Tuesday, October 21, 2014

New hearing begins today for the convicted murders of Matt Landry

The Supreme Court has ruled minors convicted of murder and sentenced to life in prison is cruel and unusual punishment. The Supreme Court ruling says, teens must be given a new hearing to determine if their brains were mature enough at the time the crime was committed to understand the consequences of their actions.

Miller v. Alabama and Jackson v. Hobbs, Supreme Court Justice Elena Kagan says:

Graham [v. Florida]Roper [v. Simmons], and our individualized sentencing decisions make clear that a judge or jury must have the opportunity to consider mitigating circumstances before imposing the harshest possible penalty for juveniles. By requiring that all children convicted of homicide receive lifetime incarceration without possibility of parole, regardless of their age and age-related characteristics and the nature of their crimes, the mandatory sentencing schemes before us violate this principle of proportionality, and so the Eighth Amendment’s ban on cruel and unusual punishment.

This is what I call an over compassionate society enabling teens to commit crimes and giving them excuses for their poor choices. Yes, our brains mature and change as we grow, but by the time a child reaches his/ hers teenage years their brains have matured enough to know the difference between right and wrong.

The Supreme Court has now ordered the re-sentencing of two teens sentenced to life imprisonment without the possibility of parole while minors began today with the re-sentencing oIhab Maslamani and Robert Taylor who were convicted of kidnapping and the brutal murder of Mathew Landry. Maslamani's attorney is blaming the situation he was growing up in for his actions, deeming him incapable of understand his effect of his actions at the time the crime was committed.

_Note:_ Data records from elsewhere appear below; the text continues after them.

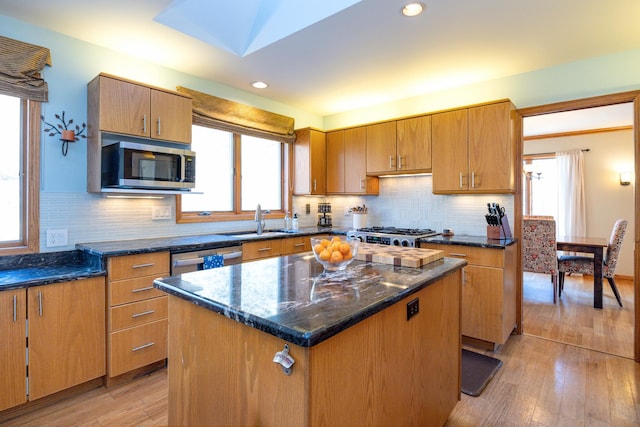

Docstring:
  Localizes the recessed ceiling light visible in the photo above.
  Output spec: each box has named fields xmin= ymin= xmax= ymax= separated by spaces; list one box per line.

xmin=402 ymin=2 xmax=424 ymax=16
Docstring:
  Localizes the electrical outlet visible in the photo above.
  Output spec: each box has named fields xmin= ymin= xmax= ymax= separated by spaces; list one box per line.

xmin=151 ymin=206 xmax=171 ymax=220
xmin=407 ymin=298 xmax=420 ymax=320
xmin=47 ymin=228 xmax=68 ymax=248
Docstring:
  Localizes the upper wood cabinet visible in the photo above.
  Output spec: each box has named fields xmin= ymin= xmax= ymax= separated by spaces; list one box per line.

xmin=327 ymin=126 xmax=379 ymax=195
xmin=367 ymin=116 xmax=431 ymax=175
xmin=88 ymin=74 xmax=192 ymax=144
xmin=432 ymin=101 xmax=516 ymax=194
xmin=293 ymin=128 xmax=327 ymax=195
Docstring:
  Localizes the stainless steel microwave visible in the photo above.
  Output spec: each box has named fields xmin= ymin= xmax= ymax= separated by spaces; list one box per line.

xmin=101 ymin=141 xmax=196 ymax=191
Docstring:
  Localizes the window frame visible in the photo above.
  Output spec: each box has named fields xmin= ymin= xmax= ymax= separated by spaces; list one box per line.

xmin=0 ymin=98 xmax=42 ymax=256
xmin=176 ymin=129 xmax=293 ymax=224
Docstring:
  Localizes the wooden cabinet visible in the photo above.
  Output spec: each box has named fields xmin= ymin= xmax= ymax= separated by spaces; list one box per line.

xmin=27 ymin=277 xmax=105 ymax=400
xmin=293 ymin=128 xmax=327 ymax=195
xmin=420 ymin=243 xmax=517 ymax=346
xmin=367 ymin=116 xmax=431 ymax=175
xmin=242 ymin=239 xmax=282 ymax=262
xmin=107 ymin=252 xmax=170 ymax=379
xmin=0 ymin=289 xmax=27 ymax=411
xmin=0 ymin=277 xmax=105 ymax=410
xmin=88 ymin=74 xmax=192 ymax=144
xmin=367 ymin=121 xmax=398 ymax=174
xmin=432 ymin=101 xmax=516 ymax=194
xmin=327 ymin=126 xmax=379 ymax=195
xmin=87 ymin=73 xmax=192 ymax=193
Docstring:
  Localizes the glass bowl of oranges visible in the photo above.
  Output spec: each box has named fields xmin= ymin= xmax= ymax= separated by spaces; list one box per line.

Schools, children services and the court systems love to blame parents and other adults involved in the child's life for a child's poor decision making skills. Where the actual problem lies is a lack of accountability and over compassionate society who make excuses for the poor choices of today's youth.

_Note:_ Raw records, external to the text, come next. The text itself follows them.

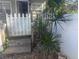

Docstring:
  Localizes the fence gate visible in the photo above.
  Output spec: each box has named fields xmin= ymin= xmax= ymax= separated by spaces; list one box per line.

xmin=6 ymin=14 xmax=31 ymax=36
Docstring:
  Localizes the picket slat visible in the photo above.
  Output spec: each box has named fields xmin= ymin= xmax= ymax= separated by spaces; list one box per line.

xmin=6 ymin=13 xmax=31 ymax=36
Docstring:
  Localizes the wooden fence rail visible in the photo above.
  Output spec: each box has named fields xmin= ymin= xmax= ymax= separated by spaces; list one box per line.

xmin=6 ymin=13 xmax=31 ymax=36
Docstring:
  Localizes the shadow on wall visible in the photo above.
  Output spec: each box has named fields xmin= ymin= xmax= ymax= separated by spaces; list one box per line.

xmin=59 ymin=14 xmax=78 ymax=59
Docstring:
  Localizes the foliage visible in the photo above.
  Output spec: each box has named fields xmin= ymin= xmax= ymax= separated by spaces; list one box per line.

xmin=32 ymin=0 xmax=70 ymax=58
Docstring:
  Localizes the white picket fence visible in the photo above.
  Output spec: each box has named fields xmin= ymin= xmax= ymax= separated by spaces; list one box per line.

A lot of murderers do in fact come from fractured difficult backgrounds. Does that mean we should appeal their decisions also? A teenager is not the same as a five year old committing murder. Most children begin to understand cause and effect by the age of two years old. By the time a child reaches his or her teenage years they are capable of having a clear understanding of the rules of society and begin to develop their thoughts and value system. Therefore, holding them capable of understanding their actions and being held accountable for the crimes they commit.